‘Eco-friendly’ and ‘Sustainability’ are the new corporate buzzwords

India does not have to look very far for sustainable architecture as indigenous architects like Laurie Baker in the 1960s pioneered cost-effective, energy-efficient buildings and designs that maximised space, ventilation and light  while maintaining an uncluttered yet striking aesthetic sensibility.  Eco-friendly solutions like the Indian Coffee House in Thiruvananthapuram are a great example. The idea of sustainability, or ecological design, has once again been finding favour with architects

In contemporary architecture, companies like  PVR Ltd are creating sustainable housing solutions.The aim is to allow nature to breathe through these constructions without obstruction. The goal is to produce LEED (leadership in energy and environmental design) approved designer buildings which help in cost-cutting and earn  subsidies from the government as well. Self-sufficiency is another important factor of sustainable architecture, one which would render whole villages or cities capable of processing their own food. The overall design philosophy revolves around refined use of art, a sophisticated earthy colour palette and strong silhouettes.

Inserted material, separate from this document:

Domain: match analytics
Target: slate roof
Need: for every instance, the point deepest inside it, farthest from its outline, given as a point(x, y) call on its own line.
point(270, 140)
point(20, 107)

Raw materials, which go into construction and are absolutely important but harmful to the environment, can be made less life-threatening by changing their chemical compositions at the molecular level like the cement major Dalmia Bharat did by reducing the carbon footprint emissions to 330 kg per tonne against the international average of 612 kg per tonne, they have achieved a landmark in the sustainable development model.